Efrat Libi, aunt of 19-year-old David Libi who was killed in Gaza, recalls his lifelong dream to serve, his work as a contractor alongside the IDF, and the family’s heartbreak.
Efrat Libi, aunt of David Libi, who was killed Thursday in Gaza, spoke about her nephew, describing how he succeeded in joining the soldiers in Gaza, despite his rejection from a combat unit.
Libi, 19, from the community of Malachei Hashalom, was working on engineering tasks for the IDF as a civilian contractor employed by the Ministry of Defense. He was killed in an explosive device blast in Jabaliya, Gaza.
“David, our sweet nephew, it’s hard to believe that of all people, he is the one who was killed in Gaza,” she wrote. She shared that he “so badly wanted to enlist, but wasn’t accepted into combat — and he didn’t give up. He entered as a civilian worker with a backhoe, together with his father’s construction company.”
She described David’s lifelong bond with engineering tools: “For as long as I can remember, he was with the backhoe. At one year old, he was driving it back and forth on the ground. At five, they bought him one of his own and he moved dirt from here to there. By age ten, as the eldest grandchild, he was already organizing all his cousins like a site manager.”
She went on to describe the family’s pain and quoted David’s mother, Sarah: “She told me that it was clear he had to go there, and that everything is Divinely guided.”
But alongside the acceptance, there’s also frustration: “I’m a little angry,” she wrote, adding that the explosive device he drove over was likely planted after a ceasefire had been declared.

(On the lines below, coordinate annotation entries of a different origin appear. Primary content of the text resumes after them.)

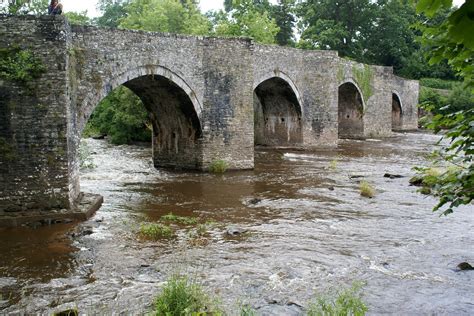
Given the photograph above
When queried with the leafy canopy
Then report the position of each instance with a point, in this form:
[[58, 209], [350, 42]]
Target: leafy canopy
[[452, 40]]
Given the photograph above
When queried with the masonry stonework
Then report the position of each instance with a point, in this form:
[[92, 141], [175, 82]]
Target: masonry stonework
[[208, 99]]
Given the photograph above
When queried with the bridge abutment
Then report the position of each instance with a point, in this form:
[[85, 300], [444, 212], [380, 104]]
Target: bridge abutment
[[200, 92]]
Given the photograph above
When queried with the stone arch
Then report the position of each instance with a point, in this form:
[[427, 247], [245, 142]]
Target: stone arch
[[397, 111], [277, 112], [174, 110], [351, 109], [106, 85]]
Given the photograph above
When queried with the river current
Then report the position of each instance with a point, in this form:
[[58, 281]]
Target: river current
[[302, 226]]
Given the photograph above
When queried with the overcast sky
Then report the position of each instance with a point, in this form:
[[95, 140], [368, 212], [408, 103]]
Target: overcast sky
[[90, 6], [206, 5]]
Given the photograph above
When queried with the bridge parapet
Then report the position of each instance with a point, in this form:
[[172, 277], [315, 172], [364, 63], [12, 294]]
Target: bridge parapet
[[208, 98]]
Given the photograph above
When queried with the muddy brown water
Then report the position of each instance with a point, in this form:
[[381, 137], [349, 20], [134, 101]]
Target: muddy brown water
[[307, 231]]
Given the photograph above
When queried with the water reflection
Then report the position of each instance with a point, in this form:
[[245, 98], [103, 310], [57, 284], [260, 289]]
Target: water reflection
[[308, 230]]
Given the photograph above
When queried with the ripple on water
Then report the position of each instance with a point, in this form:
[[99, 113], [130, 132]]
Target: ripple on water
[[307, 230]]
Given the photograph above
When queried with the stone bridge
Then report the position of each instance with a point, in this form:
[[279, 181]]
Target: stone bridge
[[208, 99]]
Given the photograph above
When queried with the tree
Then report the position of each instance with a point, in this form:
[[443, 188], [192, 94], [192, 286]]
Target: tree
[[112, 12], [122, 116], [336, 25], [165, 16], [78, 18], [36, 7], [247, 19], [283, 13], [452, 40]]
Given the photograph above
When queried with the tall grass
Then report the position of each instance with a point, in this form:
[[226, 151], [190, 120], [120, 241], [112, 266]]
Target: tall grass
[[182, 296], [155, 231], [347, 302], [218, 166], [366, 189]]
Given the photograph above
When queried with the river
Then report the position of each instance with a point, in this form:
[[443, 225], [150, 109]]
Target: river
[[306, 230]]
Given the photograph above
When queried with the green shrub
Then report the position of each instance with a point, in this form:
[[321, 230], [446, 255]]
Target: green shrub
[[246, 310], [122, 116], [347, 302], [438, 83], [366, 189], [85, 160], [20, 65], [155, 231], [181, 296], [179, 219], [218, 166]]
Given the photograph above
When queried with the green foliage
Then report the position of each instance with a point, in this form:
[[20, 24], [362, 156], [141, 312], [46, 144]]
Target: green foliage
[[218, 166], [431, 97], [7, 151], [85, 160], [437, 83], [179, 219], [452, 40], [247, 19], [112, 12], [327, 24], [155, 231], [246, 310], [182, 296], [283, 14], [454, 186], [20, 65], [366, 189], [347, 302], [373, 32], [36, 7], [69, 312], [122, 116], [165, 16], [78, 18], [364, 77]]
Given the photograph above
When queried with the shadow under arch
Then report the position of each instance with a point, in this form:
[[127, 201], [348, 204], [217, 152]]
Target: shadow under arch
[[173, 108], [277, 112], [351, 109], [397, 112]]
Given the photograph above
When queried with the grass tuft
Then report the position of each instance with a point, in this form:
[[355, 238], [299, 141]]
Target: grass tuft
[[181, 296], [218, 166], [155, 231], [366, 189], [179, 219], [347, 302]]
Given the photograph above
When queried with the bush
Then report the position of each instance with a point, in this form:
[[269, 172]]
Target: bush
[[20, 65], [347, 302], [85, 160], [366, 189], [179, 219], [181, 296], [122, 116], [218, 166], [438, 83], [155, 231]]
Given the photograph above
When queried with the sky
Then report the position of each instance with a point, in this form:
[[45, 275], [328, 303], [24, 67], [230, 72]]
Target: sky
[[90, 6], [206, 5]]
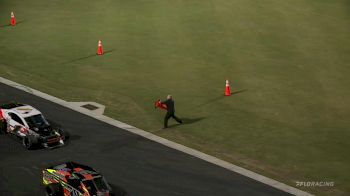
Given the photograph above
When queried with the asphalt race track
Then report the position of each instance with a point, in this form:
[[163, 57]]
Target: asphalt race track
[[137, 165]]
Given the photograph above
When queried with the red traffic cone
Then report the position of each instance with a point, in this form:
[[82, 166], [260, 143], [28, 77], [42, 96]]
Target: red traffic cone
[[99, 48], [13, 20], [227, 89]]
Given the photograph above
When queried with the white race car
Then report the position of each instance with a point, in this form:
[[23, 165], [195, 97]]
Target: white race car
[[29, 125]]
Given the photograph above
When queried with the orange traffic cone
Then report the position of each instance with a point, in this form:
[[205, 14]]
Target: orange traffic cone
[[227, 89], [99, 48], [13, 20]]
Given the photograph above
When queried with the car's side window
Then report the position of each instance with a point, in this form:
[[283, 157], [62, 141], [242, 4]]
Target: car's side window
[[16, 118]]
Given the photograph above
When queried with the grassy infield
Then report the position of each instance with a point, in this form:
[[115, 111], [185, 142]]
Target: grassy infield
[[290, 58]]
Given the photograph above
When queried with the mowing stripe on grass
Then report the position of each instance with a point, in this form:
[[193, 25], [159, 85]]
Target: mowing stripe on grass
[[168, 143]]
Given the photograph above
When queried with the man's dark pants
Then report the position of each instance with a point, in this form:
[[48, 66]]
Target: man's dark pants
[[170, 115]]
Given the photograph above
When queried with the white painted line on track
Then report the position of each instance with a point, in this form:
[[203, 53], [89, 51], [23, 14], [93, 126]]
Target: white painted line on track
[[163, 141]]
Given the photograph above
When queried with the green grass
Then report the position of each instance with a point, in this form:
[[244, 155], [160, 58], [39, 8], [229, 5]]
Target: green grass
[[290, 58]]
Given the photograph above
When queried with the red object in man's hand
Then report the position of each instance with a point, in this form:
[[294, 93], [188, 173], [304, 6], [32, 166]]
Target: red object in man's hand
[[158, 104]]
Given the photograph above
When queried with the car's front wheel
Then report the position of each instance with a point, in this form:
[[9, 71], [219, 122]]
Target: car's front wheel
[[64, 133]]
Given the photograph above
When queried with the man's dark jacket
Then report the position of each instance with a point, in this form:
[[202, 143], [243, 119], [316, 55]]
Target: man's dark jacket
[[170, 105]]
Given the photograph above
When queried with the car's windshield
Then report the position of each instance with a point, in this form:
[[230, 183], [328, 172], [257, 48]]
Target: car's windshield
[[96, 184], [36, 121]]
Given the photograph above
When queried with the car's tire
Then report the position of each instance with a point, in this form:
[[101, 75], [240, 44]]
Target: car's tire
[[64, 133], [54, 189], [29, 141]]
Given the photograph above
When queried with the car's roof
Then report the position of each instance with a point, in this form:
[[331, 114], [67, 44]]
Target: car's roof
[[26, 111], [79, 171]]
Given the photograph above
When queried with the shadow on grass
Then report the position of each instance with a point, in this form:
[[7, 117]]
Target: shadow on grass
[[9, 25], [186, 121], [217, 99], [86, 57]]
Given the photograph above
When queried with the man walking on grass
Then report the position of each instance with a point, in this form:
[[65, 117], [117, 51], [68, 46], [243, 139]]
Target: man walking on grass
[[170, 111]]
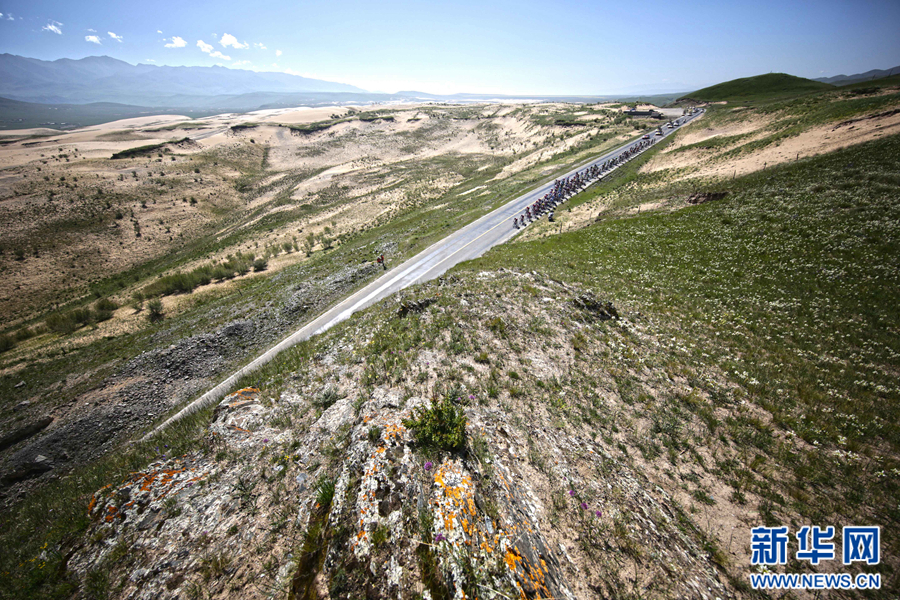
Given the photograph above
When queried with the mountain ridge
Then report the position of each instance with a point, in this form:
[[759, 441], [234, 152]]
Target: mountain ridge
[[107, 79]]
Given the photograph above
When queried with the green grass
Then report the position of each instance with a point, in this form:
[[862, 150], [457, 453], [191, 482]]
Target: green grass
[[761, 88], [790, 287], [146, 150]]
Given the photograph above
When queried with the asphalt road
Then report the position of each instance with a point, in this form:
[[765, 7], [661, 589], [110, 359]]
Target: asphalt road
[[467, 243]]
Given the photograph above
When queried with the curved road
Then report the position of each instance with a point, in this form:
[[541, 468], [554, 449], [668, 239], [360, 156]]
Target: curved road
[[470, 242]]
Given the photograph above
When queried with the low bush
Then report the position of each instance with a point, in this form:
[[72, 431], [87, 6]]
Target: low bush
[[105, 304], [62, 323], [441, 426], [156, 310]]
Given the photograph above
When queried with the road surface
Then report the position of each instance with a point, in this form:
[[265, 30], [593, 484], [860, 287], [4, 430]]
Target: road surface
[[470, 242]]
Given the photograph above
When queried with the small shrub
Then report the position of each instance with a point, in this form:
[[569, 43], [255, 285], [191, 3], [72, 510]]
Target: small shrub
[[441, 426], [155, 308], [24, 334], [6, 343], [62, 323], [105, 304], [374, 434]]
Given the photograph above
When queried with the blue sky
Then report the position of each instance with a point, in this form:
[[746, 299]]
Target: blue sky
[[522, 47]]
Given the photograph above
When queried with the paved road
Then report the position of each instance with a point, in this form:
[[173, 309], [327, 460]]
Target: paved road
[[470, 242]]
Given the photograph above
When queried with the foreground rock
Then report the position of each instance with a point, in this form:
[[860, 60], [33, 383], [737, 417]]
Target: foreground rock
[[322, 490]]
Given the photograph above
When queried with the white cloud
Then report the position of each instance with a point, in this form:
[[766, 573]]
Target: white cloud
[[53, 27], [230, 40], [176, 42], [209, 50]]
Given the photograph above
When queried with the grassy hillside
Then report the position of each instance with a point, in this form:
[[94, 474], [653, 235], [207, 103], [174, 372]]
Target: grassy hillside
[[749, 379], [785, 292], [761, 88]]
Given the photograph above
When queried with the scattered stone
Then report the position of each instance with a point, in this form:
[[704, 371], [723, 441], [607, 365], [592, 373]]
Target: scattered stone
[[416, 306], [23, 433], [603, 310], [701, 197]]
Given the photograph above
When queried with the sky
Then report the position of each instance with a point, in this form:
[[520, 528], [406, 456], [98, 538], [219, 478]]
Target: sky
[[507, 47]]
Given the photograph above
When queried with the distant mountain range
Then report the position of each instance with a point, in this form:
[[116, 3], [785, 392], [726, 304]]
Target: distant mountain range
[[105, 79], [868, 75]]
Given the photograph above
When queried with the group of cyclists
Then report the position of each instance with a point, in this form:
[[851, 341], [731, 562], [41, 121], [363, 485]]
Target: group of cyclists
[[563, 189]]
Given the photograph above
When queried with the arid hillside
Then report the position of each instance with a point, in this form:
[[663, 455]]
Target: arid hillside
[[703, 343]]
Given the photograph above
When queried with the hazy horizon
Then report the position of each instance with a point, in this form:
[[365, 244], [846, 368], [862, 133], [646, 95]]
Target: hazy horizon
[[526, 48]]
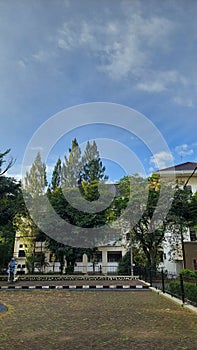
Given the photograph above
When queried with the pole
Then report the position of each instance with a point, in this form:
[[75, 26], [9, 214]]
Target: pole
[[131, 252]]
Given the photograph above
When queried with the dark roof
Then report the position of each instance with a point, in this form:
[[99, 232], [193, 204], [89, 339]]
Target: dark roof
[[188, 166]]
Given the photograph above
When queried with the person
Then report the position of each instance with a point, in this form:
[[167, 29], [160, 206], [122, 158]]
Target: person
[[11, 268]]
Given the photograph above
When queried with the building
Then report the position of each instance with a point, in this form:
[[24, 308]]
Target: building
[[185, 175], [105, 259]]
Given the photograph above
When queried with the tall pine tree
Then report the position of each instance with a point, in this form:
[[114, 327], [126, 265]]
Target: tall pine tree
[[72, 166]]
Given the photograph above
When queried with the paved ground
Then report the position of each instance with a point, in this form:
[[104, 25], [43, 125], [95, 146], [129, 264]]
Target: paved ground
[[81, 320], [78, 281]]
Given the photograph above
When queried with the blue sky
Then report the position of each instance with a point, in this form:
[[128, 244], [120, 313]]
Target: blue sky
[[59, 54]]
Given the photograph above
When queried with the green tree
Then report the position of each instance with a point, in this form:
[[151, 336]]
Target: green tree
[[181, 216], [72, 166], [145, 217], [35, 179], [34, 189], [10, 203], [56, 176], [8, 164]]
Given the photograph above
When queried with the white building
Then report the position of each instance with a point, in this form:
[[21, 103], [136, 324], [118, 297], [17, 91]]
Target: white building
[[105, 260], [185, 175]]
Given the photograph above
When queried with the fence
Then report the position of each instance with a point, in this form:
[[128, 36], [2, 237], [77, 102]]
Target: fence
[[181, 286]]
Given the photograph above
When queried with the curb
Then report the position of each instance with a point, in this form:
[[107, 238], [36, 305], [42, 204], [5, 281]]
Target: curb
[[3, 308], [74, 287], [176, 300]]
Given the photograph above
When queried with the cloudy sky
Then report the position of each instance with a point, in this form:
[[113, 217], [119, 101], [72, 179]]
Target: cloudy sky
[[59, 54]]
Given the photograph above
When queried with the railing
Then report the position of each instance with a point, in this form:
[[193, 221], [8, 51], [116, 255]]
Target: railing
[[179, 286]]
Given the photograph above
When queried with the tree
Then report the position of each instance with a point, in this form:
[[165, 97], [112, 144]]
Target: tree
[[72, 166], [182, 215], [34, 189], [93, 169], [56, 176], [144, 215], [11, 202], [9, 164], [35, 179]]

Meanwhile, about ten days ago, the United Kingdom imposed sanctions on the company owned by David’s father, “Libi Construction and Infrastructure Ltd.,” through which David was working in Gaza, as his aunt described.
The UK claimed that the sanctions were imposed on the grounds that the company “provided logistical and financial support for the establishment of illegal settlement outposts, which led to the forced displacement of Palestinians in Israel and the occupied Palestinian territories — activities that cause psychological suffering to Palestinians and often result in violence against them.”